Allez en des climats inconnus aux zéphyrs,

Les champs se vêtiront de roses.

Le 17 août 1754, Jean de La Fontaine publie sans nom d’auteur une pièce de théâtre : L’Eunuque. Il a traduit l’oeuvre du même nom écrite par le comédien latin Térence et y a ajouté quelques scènes de son crû. Molière lui a certainement apporté son expérience du théâtre d’où les remerciements introductifs dans L’avertissement au lecteur "Pour les vers et pour la conduite, on y trouverait bien plus de défauts, sans les corrections de quelques personnes dont le mérite est universellement honoré". Les critiques de L’Eunuque, tant dans les ouvrages spécialisés que sur internet actuellement, sont négatives. Il est vrai que je ne suis pas connaisseur en théâtre ; cependant, je suis plus clément. L’intérêt principal de ce travail consiste en son sujet ; en effet, l’intrigue amoureuse mêle deux hommes libres, deux courtisanes, un esclave, une servante, un capitan (type du fanfaron) et son second (type du parasite).

Au moment où la royauté absolue se solidifie avec une cristallisation de la noblesse française en caste essentiellement militaire et terrienne, la critique sociale de La Fontaine s’insinue évidemment sous la comédie. Au moment où un petit monde de flatteurs parasites se construit autour du Roi avec les deniers de l’Etat, l’auto-portrait de Gnaton "flatteur à gage" ne manque pas d’à propos :

Enfin veux-tu dîner n’ayant plus de marmite

Imite mon exemple, et fais-toi parasite ;

Tu ne saurais choisir un plus noble métier...

Au moment où les dévots pèsent sur la royauté française pour imposer leur pruderie obsessionnelle, le rôle central de l’amour dans les passions humaines décrit dans l’Eunuque ne manque pas non plus d’intérêt, d’autant plus que regorgent ici les accents épicuriens

Le socialement respectable PHÉDRIE est amoureux de Thaïs, une courtisane Une femme inconnue, Sans amis, sans parents, de tous biens dépourvue dont il dit :

Je sais qu’elle est perfide ; et je l’aime, et je meurs,

Et je me sens mourir, et n’y vois nul remède,

Et craindrais d’en trouver, tant l’amour me possède

De plus, quel est le personnage le plus sensé, le plus sympathique et ayant le plus d’expérience de la vie ? L’esclave Parménon.

Comme à son habitude, La Fontaine n’a pas signé sa pièce.

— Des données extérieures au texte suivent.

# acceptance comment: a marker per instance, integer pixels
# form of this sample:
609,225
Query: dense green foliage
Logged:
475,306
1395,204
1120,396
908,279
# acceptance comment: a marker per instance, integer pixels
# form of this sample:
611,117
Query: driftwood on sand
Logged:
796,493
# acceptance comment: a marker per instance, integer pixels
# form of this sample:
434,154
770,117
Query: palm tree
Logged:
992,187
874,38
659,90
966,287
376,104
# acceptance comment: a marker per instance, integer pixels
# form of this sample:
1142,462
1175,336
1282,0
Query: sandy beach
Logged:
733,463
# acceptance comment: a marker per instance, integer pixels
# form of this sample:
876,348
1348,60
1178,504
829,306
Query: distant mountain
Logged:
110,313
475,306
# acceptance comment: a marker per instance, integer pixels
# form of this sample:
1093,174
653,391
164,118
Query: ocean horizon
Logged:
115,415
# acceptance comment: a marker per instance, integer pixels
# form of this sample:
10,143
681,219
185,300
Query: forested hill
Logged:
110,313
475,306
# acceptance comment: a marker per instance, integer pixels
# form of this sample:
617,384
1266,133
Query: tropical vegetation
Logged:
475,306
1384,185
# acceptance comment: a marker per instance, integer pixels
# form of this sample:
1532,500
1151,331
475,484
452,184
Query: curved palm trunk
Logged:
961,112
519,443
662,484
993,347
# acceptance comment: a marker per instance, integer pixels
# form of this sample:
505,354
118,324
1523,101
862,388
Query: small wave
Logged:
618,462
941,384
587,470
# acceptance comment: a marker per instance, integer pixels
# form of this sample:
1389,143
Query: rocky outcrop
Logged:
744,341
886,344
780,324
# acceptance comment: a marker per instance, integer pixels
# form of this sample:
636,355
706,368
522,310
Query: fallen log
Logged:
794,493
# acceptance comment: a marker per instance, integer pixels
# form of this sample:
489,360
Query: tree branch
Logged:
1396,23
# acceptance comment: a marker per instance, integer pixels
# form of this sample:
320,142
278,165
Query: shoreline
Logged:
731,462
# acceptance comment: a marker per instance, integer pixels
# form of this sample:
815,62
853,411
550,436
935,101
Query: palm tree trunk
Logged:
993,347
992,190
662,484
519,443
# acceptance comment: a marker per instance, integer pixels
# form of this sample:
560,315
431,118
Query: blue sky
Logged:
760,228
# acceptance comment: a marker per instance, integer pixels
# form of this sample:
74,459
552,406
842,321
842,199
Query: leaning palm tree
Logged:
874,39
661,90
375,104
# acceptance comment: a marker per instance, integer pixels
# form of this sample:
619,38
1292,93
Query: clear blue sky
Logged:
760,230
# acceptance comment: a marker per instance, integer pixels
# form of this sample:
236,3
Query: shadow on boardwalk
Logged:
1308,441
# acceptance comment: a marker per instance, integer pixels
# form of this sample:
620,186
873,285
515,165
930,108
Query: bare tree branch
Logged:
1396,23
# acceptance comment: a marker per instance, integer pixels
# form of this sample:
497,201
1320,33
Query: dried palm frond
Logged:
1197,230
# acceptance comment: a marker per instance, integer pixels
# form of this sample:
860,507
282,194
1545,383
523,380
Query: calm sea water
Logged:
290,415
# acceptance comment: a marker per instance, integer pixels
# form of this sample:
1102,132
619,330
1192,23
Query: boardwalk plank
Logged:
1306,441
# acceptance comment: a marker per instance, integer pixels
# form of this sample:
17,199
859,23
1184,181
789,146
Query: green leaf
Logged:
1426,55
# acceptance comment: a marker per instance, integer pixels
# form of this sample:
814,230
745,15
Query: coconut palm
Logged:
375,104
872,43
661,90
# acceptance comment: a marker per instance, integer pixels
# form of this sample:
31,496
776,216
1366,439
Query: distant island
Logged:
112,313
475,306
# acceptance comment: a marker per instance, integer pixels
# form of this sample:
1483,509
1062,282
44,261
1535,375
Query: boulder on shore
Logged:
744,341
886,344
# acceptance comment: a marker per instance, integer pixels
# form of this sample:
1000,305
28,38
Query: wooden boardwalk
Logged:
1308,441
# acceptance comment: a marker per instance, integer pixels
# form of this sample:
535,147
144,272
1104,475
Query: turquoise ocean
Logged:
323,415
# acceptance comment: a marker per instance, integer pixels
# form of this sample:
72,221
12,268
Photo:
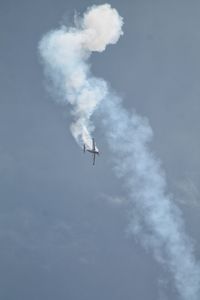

Par contre, il la met en scène l’année suivante. C’est très probablement à cette époque qu’il se lie avec Molière.

6) L’engagement de La Fontaine contre l’écrasement et l’emprisonnement de Fouquet

A partir de 1656, plusieurs poètes du cercle de la Table Ronde se groupent autour de Nicolas Fouquet, constituant ainsi une petite académie brillante. Présenté à ce mécène par son oncle Jannart, La Fontaine s’y adjoint. A partir de 1658, il est lié à ce fameux surintendant des finances par contrat : livrer des vers quatre fois par an en échange d’une pension et d’une place enviable parmi les habitués de Vaux le Vicomte.

En 1661, La Fontaine écrit à son ami Maucroix, en mission à Rome, pour lui raconter la fête somptueuse donnée à Vaux par Fouquet en l’honneur de Louis XIV. Il détaille la promenade, les présents, les décorations, le souper puis s’attarde sur la comédie jouée dans la soirée.

C’est un ouvrage de Molière :

Cet écrivain par sa manière

Charme à présent toute la Cour.

De la façon dont son nom court,

Il doit être par delà Rome :

J’en suis ravi car c’est mon homme.

Te souvient-il bien qu’autrefois

Nous avons conclu d’une voix

Qu’il allait ramener en France

Le bon goût et l’air de Térence ?

Ces quelques vers épistolaires sont intéressants :

* par leur forme caractéristique de La Fontaine (en particulier la façon dont la phrase court naturellement sans être coupée pour cause de pieds ou de rime, fait d’autant plus notable pour des octosyllabes).

* par leur fond, car ils confirment les liens importants entre La Fontaine et Molière durant les années suivant la Fronde.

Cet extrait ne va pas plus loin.